#openstack-meeting log

16:07:49 <jungleboyj> #startmeeting cinder
16:07:50 <openstack> Meeting started Wed Dec  5 16:07:49 2018 UTC and is due to finish in 60 minutes.  The chair is jungleboyj. Information about MeetBot at http://wiki.debian.org/MeetBot.
16:07:51 <openstack> Useful Commands: #action #agreed #help #info #idea #link #topic #startvote.
16:07:53 <openstack> The meeting name has been set to 'cinder'
16:08:08 <whoami-rajat> Hi again
16:08:12 <rosmaita> o/
16:08:16 <e0ne> hi
16:08:31 <jungleboyj> courtesy ping:  jungleboyj diablo_rojo, diablo_rojo_phon, rajinir tbarron xyang xyang1 e0ne gouthamr thingee erlon tpsilva ganso patrickeast tommylikehu eharney geguileo smcginnis lhx_ lhx__ aspiers jgriffith moshele hwalsh felipemonteiro lpetrut lseki _alastor_ whoami-rajat yikun rosmaita
16:08:48 <geguileo> o/
16:08:53 <jungleboyj> #topic announcements
16:08:55 <_alastor_> o/
16:08:56 <rajinir> hi
16:09:51 <jungleboyj> So, the only announcement I have is that I have sent the responses to the User Survey Feedback that we put together to Superuser.

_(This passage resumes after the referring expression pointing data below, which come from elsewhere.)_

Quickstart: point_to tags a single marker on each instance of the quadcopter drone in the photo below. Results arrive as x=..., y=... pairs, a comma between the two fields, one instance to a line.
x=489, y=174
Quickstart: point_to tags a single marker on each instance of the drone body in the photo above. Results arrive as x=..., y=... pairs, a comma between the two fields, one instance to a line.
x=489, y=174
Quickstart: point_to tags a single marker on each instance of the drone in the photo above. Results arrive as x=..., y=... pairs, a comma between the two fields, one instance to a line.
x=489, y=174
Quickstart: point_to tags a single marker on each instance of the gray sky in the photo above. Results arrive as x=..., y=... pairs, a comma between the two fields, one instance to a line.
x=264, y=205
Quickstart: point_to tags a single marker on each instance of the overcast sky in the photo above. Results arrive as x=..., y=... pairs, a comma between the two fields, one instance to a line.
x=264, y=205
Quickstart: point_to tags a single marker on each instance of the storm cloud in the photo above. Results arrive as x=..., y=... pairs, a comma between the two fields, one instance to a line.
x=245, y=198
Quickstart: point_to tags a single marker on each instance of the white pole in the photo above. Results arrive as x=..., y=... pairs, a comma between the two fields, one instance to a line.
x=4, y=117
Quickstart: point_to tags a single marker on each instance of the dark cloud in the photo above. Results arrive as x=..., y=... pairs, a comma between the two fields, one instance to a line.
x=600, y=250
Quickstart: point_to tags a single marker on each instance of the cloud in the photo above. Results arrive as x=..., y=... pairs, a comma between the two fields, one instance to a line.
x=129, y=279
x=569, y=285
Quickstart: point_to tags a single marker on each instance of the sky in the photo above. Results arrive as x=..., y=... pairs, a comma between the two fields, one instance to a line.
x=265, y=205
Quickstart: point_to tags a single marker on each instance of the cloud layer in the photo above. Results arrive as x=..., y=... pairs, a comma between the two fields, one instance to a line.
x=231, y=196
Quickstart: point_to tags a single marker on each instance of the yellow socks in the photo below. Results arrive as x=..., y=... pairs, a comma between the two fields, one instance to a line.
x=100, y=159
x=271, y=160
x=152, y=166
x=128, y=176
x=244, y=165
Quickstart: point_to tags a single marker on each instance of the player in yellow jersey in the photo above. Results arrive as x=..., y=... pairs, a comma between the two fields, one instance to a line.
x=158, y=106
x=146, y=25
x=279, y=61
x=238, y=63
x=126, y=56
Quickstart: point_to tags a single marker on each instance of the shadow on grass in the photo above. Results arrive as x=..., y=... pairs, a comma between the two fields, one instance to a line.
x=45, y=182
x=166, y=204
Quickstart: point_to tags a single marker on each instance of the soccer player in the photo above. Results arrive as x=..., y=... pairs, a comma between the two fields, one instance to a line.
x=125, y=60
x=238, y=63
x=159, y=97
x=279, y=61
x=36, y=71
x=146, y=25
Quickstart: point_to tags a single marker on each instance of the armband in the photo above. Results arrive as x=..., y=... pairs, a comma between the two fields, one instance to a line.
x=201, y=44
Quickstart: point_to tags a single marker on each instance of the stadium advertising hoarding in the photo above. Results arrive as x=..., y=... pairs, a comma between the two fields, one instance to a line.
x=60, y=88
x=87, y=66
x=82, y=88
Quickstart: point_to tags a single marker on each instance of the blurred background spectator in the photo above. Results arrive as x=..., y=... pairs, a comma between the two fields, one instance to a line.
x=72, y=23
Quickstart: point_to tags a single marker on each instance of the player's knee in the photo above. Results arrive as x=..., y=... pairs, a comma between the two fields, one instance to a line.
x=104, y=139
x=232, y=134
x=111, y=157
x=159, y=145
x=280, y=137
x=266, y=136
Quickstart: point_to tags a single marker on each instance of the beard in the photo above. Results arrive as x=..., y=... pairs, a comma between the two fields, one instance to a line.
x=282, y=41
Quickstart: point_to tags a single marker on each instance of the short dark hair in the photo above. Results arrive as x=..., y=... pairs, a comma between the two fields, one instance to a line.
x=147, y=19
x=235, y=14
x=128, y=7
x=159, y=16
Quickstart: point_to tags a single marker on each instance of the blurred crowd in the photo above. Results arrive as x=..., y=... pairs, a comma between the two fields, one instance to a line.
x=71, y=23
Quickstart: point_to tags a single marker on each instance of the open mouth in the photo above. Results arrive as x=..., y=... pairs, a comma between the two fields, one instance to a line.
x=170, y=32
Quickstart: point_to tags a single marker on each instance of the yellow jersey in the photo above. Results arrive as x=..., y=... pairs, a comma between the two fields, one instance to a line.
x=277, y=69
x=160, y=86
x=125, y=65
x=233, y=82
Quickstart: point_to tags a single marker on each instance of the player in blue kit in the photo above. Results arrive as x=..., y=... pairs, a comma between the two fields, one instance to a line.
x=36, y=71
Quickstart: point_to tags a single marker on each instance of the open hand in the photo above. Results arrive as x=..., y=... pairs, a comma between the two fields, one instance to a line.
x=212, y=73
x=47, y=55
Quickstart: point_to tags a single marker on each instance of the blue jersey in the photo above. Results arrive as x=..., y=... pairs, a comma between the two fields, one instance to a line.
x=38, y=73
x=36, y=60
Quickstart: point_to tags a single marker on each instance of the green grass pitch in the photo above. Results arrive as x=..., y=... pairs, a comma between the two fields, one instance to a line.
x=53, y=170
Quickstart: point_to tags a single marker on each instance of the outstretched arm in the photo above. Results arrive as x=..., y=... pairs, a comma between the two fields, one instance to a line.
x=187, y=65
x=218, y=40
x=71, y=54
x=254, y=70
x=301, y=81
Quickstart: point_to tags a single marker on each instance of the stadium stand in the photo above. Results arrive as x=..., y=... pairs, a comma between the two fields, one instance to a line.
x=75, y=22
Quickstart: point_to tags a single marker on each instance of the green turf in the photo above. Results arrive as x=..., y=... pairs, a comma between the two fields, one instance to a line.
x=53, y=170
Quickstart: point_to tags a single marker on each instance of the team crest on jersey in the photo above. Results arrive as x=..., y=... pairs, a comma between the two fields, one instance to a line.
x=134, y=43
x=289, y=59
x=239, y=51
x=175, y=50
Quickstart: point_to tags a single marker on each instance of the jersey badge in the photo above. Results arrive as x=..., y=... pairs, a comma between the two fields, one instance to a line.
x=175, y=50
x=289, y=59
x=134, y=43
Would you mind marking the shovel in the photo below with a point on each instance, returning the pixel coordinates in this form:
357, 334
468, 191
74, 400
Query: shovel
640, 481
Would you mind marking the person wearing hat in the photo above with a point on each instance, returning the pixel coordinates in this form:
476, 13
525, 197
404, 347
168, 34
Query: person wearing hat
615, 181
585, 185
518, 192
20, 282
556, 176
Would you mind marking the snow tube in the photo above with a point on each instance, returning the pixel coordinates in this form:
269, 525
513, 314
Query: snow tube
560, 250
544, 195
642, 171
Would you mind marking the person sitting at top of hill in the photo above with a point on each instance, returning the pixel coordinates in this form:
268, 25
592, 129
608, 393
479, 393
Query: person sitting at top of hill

16:10:13 <jungleboyj> #link https://docs.google.com/document/d/1d4_nUfuZacGABG2hqqCz3hC238uoVqdloi_qVGRNoRY/edit?usp=sharing
16:10:50 <jungleboyj> Nicole made it sound like they have quite a few things to process yet so it will probably take them a bit to get to it.  So, if you want to take another look and/or make comments, please do so.
16:11:33 <abishop> o/
16:11:37 <jungleboyj> Any questions or comments there?
16:12:13 <rosmaita> nope, looks good, thanks for putting it together
16:12:26 <jungleboyj> rosmaita:  No problem.  Thanks for looking at it.
16:12:38 <jungleboyj> One other announcement I suppose.
16:12:46 <jungleboyj> We are coming up on milestone 2 for the release.
16:13:11 <jungleboyj> We have a couple of driver submissions so we should be trying to get them some bandwidth to review those in time.
16:13:21 <jungleboyj> Would greatly appreciate any assistance doing reviews there.
16:14:03 <jungleboyj> A list of the ones I know about can be seen here:
16:14:07 <jungleboyj> #link https://etherpad.openstack.org/p/cinder-spec-review-tracking
16:15:24 <jungleboyj> Ok.  I think that is it for announcements.
16:15:55 <jungleboyj> #topic shared_targets_online_data_migration fails when cinder-volume service not running
16:16:05 <jungleboyj> imacdonn:  You here?
16:16:52 <jungleboyj> Guess not.
16:17:15 <jungleboyj> #link https://bugs.launchpad.net/cinder/+bug/1806156
16:17:16 <openstack> Launchpad bug 1806156 in Cinder "shared_targets_online_data_migration fails when cinder-volume service not running" [Undecided,New]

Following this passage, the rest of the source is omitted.